Но социальная группа – это объективно существующая устойчивая совокупность индивидов, взаимодействующих определенным образом. Она по определению не может быть виртуальной. Иначе получается, что отдельные интеллигенты есть, а интеллигенции нет!

Данная коллизия рассмотрена в детской песенке, строки из которой вынесены в эпиграф. Правда в нашем случае ситуация обратная – слово есть, а ж…ы, то есть интеллигенции – нет. И потому все претензии к ней, как социальной группе, бессмысленны.

Поэтому если спросить: «Ребята, кто больше полувека расшатывал великую империю?» «Это не мы, это подлые интеллектуалы: циники, деспоты, нигилисты, квазигуманисты и их приспешники полуинтеллектуалы: фанатики, вандалы, хамы[2]! – ответят интеллигенты. – А мы гуманисты, мы за все хорошее против всего плохого! И вообще мы виртуальная группа, реально нас нет». А на нет, как известно, и суда нет.

Концептом участника виртуальной субкультуры интеллигенции по определению Соколова является «образованный и творческий человек, руководствующийся не только разумом, но и чув­ствами совести и стыда, эмоциями сострадания и благоговения перед Культурой и Природой».

Нетрудно заметить, что это определение, как и большинство определений, данных участниками рассмотренных выше круглых столов, носит ярко выраженный идеалистический характер. Описанный в них идеал творческого человека практически не достижим для простого смертного, так как вступает в противоречие с реалиями жизни. Человек же, как существо социальное, в подавляющем большинстве случаев пренебречь ими не может. Поэтому получается, что настоящий интеллигент – это практически аналог церковного Святого в светской жизни. 

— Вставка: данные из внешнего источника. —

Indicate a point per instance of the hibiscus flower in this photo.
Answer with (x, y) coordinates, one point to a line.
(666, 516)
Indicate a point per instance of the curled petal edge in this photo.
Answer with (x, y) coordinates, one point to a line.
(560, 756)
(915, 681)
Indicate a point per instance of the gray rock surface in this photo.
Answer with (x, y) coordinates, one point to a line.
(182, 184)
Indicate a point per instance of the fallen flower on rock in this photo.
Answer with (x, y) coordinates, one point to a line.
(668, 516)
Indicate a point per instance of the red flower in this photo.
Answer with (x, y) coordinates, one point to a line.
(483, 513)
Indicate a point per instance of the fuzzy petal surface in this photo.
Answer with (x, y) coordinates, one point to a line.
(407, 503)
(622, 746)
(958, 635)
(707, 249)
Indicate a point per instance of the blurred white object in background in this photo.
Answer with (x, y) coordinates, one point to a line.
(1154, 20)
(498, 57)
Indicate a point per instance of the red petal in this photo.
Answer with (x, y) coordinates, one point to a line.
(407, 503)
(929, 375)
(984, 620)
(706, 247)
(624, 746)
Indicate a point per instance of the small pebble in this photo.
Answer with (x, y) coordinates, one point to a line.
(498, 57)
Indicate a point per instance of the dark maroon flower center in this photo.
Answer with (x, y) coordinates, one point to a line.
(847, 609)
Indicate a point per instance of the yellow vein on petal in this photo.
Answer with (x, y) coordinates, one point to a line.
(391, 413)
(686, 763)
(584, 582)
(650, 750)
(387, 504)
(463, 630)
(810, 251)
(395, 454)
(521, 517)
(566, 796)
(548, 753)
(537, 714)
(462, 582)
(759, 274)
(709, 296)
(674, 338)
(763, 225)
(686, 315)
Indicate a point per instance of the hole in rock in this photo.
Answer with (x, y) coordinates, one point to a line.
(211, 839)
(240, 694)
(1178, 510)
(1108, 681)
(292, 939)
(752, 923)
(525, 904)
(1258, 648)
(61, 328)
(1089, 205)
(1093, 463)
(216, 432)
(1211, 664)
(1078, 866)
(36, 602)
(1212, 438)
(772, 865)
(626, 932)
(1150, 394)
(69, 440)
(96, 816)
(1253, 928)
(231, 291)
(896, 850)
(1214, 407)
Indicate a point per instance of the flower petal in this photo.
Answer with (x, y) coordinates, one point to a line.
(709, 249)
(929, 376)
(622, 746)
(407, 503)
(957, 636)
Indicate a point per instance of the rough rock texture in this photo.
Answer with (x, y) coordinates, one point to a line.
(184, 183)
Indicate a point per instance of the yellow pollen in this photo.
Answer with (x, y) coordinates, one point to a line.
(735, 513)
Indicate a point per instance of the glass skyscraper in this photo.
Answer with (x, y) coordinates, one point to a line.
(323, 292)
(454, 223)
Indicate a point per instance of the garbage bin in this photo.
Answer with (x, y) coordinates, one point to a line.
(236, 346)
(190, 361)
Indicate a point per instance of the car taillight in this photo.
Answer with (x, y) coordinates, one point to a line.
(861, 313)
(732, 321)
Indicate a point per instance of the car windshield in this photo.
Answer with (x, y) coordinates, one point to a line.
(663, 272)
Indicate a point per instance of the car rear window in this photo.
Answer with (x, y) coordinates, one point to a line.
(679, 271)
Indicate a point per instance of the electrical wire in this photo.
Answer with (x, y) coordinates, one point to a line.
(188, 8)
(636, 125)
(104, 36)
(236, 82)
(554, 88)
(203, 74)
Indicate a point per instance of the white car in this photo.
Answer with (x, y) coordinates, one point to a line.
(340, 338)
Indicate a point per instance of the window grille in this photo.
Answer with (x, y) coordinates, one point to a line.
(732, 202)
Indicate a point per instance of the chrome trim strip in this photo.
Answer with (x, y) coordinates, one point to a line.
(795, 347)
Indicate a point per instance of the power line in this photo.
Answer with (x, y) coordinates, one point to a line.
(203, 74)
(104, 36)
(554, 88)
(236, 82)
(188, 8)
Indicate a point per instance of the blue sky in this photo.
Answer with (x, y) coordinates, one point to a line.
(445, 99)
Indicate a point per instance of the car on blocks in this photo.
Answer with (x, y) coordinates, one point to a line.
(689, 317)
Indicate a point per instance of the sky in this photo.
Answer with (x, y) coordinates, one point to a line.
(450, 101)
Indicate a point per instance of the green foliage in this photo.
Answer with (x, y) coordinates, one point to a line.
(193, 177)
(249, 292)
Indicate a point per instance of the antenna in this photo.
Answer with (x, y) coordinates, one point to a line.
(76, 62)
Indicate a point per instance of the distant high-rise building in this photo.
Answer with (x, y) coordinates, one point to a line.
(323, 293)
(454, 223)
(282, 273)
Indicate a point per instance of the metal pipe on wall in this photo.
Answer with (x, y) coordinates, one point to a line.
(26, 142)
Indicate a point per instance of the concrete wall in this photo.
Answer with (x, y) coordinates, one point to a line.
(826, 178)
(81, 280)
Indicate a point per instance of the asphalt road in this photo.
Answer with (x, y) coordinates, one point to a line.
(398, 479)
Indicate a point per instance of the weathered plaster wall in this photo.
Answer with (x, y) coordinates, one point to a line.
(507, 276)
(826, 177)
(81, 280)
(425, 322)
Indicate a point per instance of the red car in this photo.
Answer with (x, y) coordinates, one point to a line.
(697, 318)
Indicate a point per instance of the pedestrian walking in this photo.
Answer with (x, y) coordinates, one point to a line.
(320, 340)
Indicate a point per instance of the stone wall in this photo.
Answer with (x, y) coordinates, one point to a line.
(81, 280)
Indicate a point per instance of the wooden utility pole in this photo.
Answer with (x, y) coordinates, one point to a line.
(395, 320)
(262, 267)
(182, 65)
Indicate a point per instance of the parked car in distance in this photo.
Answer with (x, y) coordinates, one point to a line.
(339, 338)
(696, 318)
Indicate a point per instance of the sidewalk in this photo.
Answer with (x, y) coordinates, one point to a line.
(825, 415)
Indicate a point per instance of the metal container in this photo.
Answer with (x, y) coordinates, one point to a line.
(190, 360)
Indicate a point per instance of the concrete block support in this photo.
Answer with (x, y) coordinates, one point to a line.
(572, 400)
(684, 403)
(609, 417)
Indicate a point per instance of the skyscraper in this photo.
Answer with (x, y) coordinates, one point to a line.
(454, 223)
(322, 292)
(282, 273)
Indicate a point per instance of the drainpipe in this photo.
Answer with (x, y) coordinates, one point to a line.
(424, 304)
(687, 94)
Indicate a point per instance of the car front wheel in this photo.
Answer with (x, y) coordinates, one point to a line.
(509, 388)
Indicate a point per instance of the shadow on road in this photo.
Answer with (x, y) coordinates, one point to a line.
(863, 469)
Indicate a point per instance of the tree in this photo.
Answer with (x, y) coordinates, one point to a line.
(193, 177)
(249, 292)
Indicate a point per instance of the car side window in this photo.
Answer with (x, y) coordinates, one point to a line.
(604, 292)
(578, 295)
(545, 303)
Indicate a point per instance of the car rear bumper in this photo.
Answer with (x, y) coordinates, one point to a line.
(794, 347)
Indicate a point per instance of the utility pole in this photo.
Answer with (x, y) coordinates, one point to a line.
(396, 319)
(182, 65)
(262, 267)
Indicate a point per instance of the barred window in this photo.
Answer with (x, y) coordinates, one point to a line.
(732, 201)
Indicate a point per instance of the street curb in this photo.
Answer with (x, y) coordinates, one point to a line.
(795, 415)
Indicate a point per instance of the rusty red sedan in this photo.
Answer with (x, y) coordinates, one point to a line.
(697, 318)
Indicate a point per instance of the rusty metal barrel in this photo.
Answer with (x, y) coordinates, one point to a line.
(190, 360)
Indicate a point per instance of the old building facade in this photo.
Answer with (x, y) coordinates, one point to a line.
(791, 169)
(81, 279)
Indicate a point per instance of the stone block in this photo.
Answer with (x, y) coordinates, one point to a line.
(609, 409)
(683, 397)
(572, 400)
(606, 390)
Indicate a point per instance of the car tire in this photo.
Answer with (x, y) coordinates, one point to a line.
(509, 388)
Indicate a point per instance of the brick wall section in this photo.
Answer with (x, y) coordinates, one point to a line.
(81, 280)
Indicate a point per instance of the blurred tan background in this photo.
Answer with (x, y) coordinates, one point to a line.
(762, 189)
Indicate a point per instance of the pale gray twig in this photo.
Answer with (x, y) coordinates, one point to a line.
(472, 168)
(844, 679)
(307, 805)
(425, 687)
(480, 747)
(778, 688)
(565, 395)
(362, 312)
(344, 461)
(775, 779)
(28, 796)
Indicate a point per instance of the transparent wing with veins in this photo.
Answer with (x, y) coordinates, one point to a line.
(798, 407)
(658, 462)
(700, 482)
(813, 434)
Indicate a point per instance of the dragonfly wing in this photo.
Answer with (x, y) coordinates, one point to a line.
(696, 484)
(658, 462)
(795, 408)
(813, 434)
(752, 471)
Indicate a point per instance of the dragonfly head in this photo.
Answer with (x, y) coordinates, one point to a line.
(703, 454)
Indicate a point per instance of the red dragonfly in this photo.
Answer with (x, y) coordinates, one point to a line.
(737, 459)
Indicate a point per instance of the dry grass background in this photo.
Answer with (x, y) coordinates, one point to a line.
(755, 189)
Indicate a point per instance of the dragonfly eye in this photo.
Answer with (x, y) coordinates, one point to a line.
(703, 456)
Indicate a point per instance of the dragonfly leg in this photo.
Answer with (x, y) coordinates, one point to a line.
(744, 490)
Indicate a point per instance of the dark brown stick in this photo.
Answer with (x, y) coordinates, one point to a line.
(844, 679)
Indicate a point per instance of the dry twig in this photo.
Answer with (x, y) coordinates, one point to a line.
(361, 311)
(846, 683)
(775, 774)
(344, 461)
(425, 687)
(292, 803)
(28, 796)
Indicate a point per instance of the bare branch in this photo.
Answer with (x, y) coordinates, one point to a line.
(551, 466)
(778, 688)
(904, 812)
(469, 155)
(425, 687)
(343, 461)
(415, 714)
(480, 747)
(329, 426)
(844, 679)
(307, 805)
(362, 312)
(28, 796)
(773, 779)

Возникает вопрос. Если устойчивой социальной группы интеллигенции нет, а существуют только отдельные идеальные интеллигенты, то как определить, достаточно ли тот или иной представитель интеллектного слоя «благоговеет перед Культурой и Природой и руководствуется чувствами совести и стыда»? Получается, что интеллигент – это своего рода почетное звание, которое кто-то должен присвоить. Канонизацией Святых занимается Церковь. Процесс этот долгий и сложный. Условием святости является обретение мощей, подтверждение их нетленности и фиксация исходящих от них чудес. Процедура же канонизации Интеллигентов до сих пор не определена. Неясно также и кто должен этим заниматься. Была надежда, что этим займется специальная комиссия Конгресса Русской интеллигенции. Но Конгресс благополучно умер, а вместе с ним умерла и надежда.

Могут сказать: «Ну что ты пристал со своей канонизацией? Каждый истинный интеллигент носит интеллигентность в своем сердце и ни в какой идентификации не нуждается».  Но на самом деле вопрос этот далеко не праздный. Возможность идентификации интеллигентов напрямую связана с возможностью выполнения ими важнейших функций, возложенных на них Историей (или отдельными историками?), что и показано в следующей главе.

Как мы видим, представление об интеллигенции чрезвычайно запутаны. Попробуем все же с этим разобраться. Но вначале необходимо развенчать миф о древности, наднациональности и надконфессиональности интеллигенции.

 



[1] Соколов А.В. Поколения русской интеллигенции.  СПб.: Изд-во С59   СПбГУП, 2009. — 672 с. — (Новое в гуманитарных нау­ках; Вып. 41).

 

[2] Здесь перечисляются типы интеллектуалов и полуинтеллектуалов по классификации Соколова.